As the cart rattled up in the teeth of the wind, Polly Bottler began to expand her frank ingenuous nostrils; inhaled the breeze, and thus spake with her mouth—
“Dad, I’se yerry hungy.”
“No wonder,” replied the paternal voice; “what a boy, to be sure, that is to cook! At his time of life, just to taste his stoos! He’ve got a born knowledge what to put in—ay, and what to keep out; and how long to do it. He deserveth that pot as I gived him out of the bilin’ house; now dothn’t he? If moother worn’t looking for us to home, with chittlings and fried taties, I’d as lief sit down and sup with him. He maketh me in the humour, that he doth.”
As soon as he beheld his visitors, Bonny advanced in a graceful manner, as if his supper was of no account. He had long been aware, from the comments of boys at Steyning (who were hostile to him), that his chimney-pot hat was not altogether in strict accord with his character. This had mortified him as deeply as his lightsome heart could feel; because he had trusted to that hat to achieve his restoration into the bosom of society. The words of the incumbent of his parish (ere ever the latter began to thrash him) had sunk into his inner and deeper consciousness and conscience; and therein had stirred up a nascent longing to have something to say to somebody whose fore-legs were not employed for locomotion any longer.
Alas, that ghost of a definition has no leg to stand upon!

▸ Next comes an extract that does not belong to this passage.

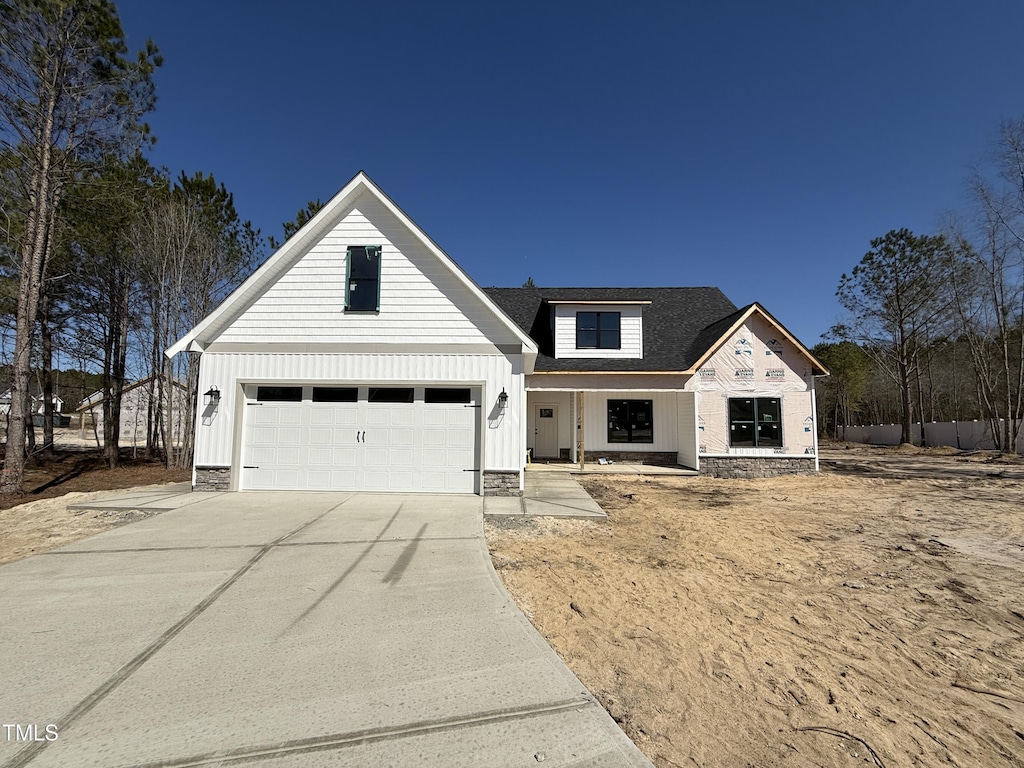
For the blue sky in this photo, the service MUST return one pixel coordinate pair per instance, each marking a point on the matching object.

No two great authorities (perfect as they are, and complete in their own system) can agree with one another concerning the order of a horse’s feet, in walking, ambling, or trotting, or even standing on all fours in stable. The walk of a true-born Briton is surely almost as important a question. Which arm does he swing to keep time with which leg; and bends he his elbows in time with his knees; and do all four occupy the air, or the ground, or himself, in a regulated sequence; and if so, what aberration must ensue from the use of a walking-stick? Œdipus, who knew all about feet (from the tenderness of his own soles), could scarcely be sure of all this, before the time of the close of the market.

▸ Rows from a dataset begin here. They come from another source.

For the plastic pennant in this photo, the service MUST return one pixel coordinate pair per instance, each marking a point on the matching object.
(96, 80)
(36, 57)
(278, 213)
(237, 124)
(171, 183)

This is far too important a question to be treated hastily. Only, while one is about it, let Bonny’s hat be settled for. Wherever he thought to have made an impression with this really guinea-hat, ridicule and execration followed on his naked heels; till he sold it at last for tenpence-halfpenny, and came back to his naked head. Society is not to be carried by storm even with a picked-up hat.
Jack, the donkey, was always delighted to have Polly Bottler upon his back. Not perhaps from any vaticination of his future mistress, but because she was sure to reward him with a cake, or an apple, or something good; so that when he felt her sturdy little legs, both hands in his mane, and the heels begin to drum, he would prick his long ears, and toss his fine white nose, and would even have arched his neck, if nature had not strictly forbidden him. On the present occasion, however, Polly did not very long witch the world with noble donkeymanship; although Mr. Bottler sat patiently in his cart, smiling as if he could never kill a pig, and with paternal pride stamped on every wrinkle of his nose; while the brief-lived porkers poked their snouts through the net, and watched with little sharp hairy eyes the very last drama perhaps in which they would be spectators only. The lively creatures did not suspect that Bonny’s fire, the night after next, would be cooking some of their vital parts, with a truly fine smell of sausages.

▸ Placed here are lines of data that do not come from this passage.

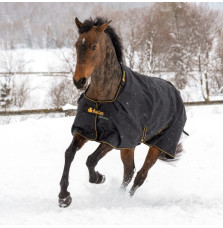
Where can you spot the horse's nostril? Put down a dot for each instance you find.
(82, 81)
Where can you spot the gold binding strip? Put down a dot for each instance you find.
(143, 134)
(117, 148)
(159, 149)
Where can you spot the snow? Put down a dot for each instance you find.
(69, 107)
(31, 164)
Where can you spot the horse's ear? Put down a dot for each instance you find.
(78, 23)
(103, 27)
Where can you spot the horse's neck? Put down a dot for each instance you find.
(106, 79)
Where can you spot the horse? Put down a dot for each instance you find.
(108, 112)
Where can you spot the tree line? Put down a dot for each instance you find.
(184, 39)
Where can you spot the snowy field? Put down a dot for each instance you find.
(32, 159)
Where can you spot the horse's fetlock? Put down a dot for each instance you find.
(89, 162)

Sausages were too dear for Bonny; as even the pigs at a glance were aware; but he earned three quarters of a pound for nothing, by noble hospitality. To wit, his angel of a Polly had not made more than three or four parades, while he (with his head scarcely reaching up to the mark at the back of the donkey’s ears, where the perspiration powdered) shouted, and holloaed, and made-believe to be very big—as boys must do, for practice towards their manhood—when by some concurrent goodwill of air and fire, and finer elements, the pot-lid arose, to let out a bubble of goodness returning to its native heaven; and the volatile virtue gently hovered to leave a fair memory behind.
The merest corner of this fragrance flipped into Polly Bottler’s nose, as a weaker emanation had done, even before she began her ride. And this time her mouth and her voice expressed cessation of hesitation.